Passava uma temporada em casa, em período de férias ou por uma indesejada vacância na minha carreira profissional. Era só no come-dorme. A regra da sesta era sagrada. Dei um soninho aperreado pelo calor da tarde, mas com folga tal de me permitir sonhar. Eu juro. Apareceu no sonho um pacote de dezenas, certinhas, organizadas, discerníveis. E olha só, sou assim assim para esquecer dos sonhos. Ocorre que nessa tarde, acordei com todos os números gravados na cabeça. Logo comentei com mamãe e passei os números com a convicção total herdada do sonho. Ela anotou tudo no caderninho mantido para as contas e estatísticas que suportavam seus palpites. Apostou alto no Corujão. Quebrou a banca. Deu tudinho e ela ganhou, verdadeiramente, uma dinheirama. Eu fiquei bestinha com aquele fenômeno. Cheguei a me considerar por um breve tempo, um iluminado, um paranormal que adivinhava os casos futuros. Ilusão desfeita rapidola, muito convenientemente após mamãe ter perdido uma boa parte do prêmio, investindo em palpites envolvidos com meus superpoderes, como data do meu aniversário, datas de viagens e outras invencionices. Conformado, desanuviei dos meus dons sobrenaturais, segui meu caminho no comum da minha humanidade e creditei os fatos a uma anomalia no campo das probabilidades e das sugestões do inconsciente.
E assim, depois de um tempo na maré tranquila e calma, tratando os fenômenos à luz da razão, eis que me deparei com um caso incrível, o tanto de pôr a pulga atrás da orelha da gente, dia desses.
Soube que uma amiga ganhou no milhar. Até aí, fato bem possível, inclusive é premiação registrada em música, no acervo do Samba de Breque de Moreira da Silva. Só que não foi uma, duas, nem três vezes. Ela acerta, parece que quando quer. Dá de entender que tem dia que ela acorda na ira, cata quatro números, vai lá na banca e pã, ganha. Impressionante! E o espanto é maior quando revela os valores. ´Sempre mais de 10.000 Reais. Observa que só não ganha mais porque casa valores pequenos, ali beirando as miudezas de Reais.
Não manjo e sempre tive dificuldades para compreender as formas de jogar e de medir os pagamentos no jogo do Bicho. Mamãe me explicava. Tinha a dezena, o palpite pelos cinco, no grupo e dezena, de centena, na cabeça, o cercado de centena seca. Muitas combinas que me baratinavam a cuca. Nunca joguei no Bicho, não por nada. Não domino as manhas.
O que estimo é que acertar um milhar é difícil. Acertar mais de uma vez é extraordinário. Ser um premiado contumaz no milhar deve configurar um caso de subversão, extrapolação da razão e do consolo confortável da estatística, é superação completa de uma propriedade da natureza humana que, no vulgo, conhecemos como sorte.

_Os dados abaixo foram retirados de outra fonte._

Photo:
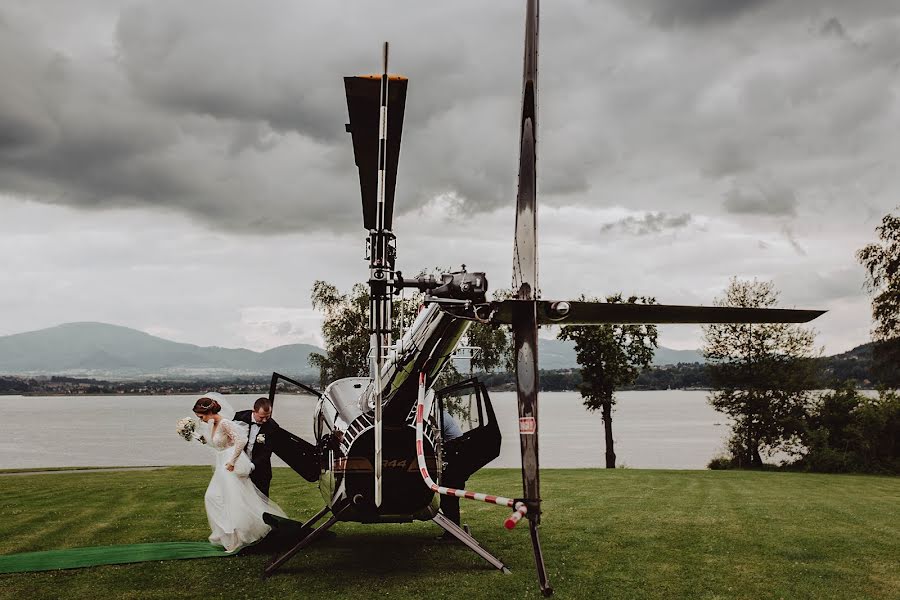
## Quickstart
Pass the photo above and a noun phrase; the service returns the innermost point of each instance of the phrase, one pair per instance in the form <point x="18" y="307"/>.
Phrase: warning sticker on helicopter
<point x="527" y="426"/>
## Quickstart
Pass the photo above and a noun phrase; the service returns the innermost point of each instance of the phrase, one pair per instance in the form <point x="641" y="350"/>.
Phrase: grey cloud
<point x="833" y="27"/>
<point x="728" y="158"/>
<point x="789" y="234"/>
<point x="668" y="13"/>
<point x="768" y="200"/>
<point x="233" y="113"/>
<point x="650" y="223"/>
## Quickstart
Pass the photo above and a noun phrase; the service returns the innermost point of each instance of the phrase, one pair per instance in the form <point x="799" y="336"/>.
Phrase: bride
<point x="234" y="506"/>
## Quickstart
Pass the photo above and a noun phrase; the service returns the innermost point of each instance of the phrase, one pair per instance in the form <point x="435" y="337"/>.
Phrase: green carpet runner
<point x="75" y="558"/>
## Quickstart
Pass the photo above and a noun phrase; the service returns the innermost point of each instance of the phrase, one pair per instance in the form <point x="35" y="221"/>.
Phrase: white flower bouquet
<point x="186" y="428"/>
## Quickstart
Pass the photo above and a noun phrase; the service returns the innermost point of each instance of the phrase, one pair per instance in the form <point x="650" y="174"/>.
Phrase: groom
<point x="263" y="431"/>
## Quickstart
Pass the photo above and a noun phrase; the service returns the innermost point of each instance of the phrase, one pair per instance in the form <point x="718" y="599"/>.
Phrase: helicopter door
<point x="299" y="454"/>
<point x="480" y="444"/>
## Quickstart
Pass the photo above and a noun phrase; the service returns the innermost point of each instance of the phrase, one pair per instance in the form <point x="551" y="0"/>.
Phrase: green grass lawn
<point x="606" y="533"/>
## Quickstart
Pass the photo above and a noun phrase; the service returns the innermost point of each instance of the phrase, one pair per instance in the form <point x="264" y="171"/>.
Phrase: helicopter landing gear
<point x="464" y="537"/>
<point x="309" y="539"/>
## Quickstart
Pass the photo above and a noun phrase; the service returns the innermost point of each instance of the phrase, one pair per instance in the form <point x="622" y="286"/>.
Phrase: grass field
<point x="606" y="534"/>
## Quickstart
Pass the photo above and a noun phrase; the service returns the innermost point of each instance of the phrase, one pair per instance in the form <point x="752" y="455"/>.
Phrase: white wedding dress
<point x="234" y="506"/>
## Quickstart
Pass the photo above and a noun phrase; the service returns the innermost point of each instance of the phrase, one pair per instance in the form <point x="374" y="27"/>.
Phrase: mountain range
<point x="116" y="352"/>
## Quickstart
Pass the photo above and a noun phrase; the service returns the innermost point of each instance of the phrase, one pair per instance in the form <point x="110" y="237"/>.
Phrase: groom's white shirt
<point x="254" y="430"/>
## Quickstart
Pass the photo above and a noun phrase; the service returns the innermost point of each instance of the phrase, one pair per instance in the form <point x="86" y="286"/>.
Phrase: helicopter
<point x="380" y="451"/>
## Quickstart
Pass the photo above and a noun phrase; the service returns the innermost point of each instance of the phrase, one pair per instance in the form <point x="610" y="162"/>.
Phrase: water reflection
<point x="656" y="429"/>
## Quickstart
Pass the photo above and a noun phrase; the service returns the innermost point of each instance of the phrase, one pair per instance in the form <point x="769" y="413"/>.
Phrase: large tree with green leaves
<point x="882" y="261"/>
<point x="345" y="329"/>
<point x="762" y="374"/>
<point x="611" y="356"/>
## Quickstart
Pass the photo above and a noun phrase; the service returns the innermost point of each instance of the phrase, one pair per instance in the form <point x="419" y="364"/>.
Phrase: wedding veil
<point x="227" y="411"/>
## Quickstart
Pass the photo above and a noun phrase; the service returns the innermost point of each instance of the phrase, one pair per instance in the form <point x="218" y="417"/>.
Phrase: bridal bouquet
<point x="186" y="428"/>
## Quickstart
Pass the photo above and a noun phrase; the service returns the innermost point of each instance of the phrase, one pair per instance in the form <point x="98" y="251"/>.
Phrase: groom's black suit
<point x="261" y="457"/>
<point x="299" y="454"/>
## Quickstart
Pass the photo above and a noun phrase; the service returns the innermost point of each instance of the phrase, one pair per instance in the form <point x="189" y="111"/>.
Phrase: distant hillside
<point x="111" y="351"/>
<point x="103" y="350"/>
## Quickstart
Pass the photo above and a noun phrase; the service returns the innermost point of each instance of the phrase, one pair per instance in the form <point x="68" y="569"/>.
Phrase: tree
<point x="847" y="431"/>
<point x="882" y="261"/>
<point x="762" y="374"/>
<point x="345" y="329"/>
<point x="611" y="356"/>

Tô de férias. Herdei o caderninho de contas e probabilidades de mamãe. Os dias estão por acolá de calor. Vou arriscar um soninho à tarde. E eu que não creio nos mistérios, vou sintonizar nos adivinhos. Bora ver se rola um milhar. Ou pelo menos uma presença pelos cinco que me volte o consolo do escrito e do casado.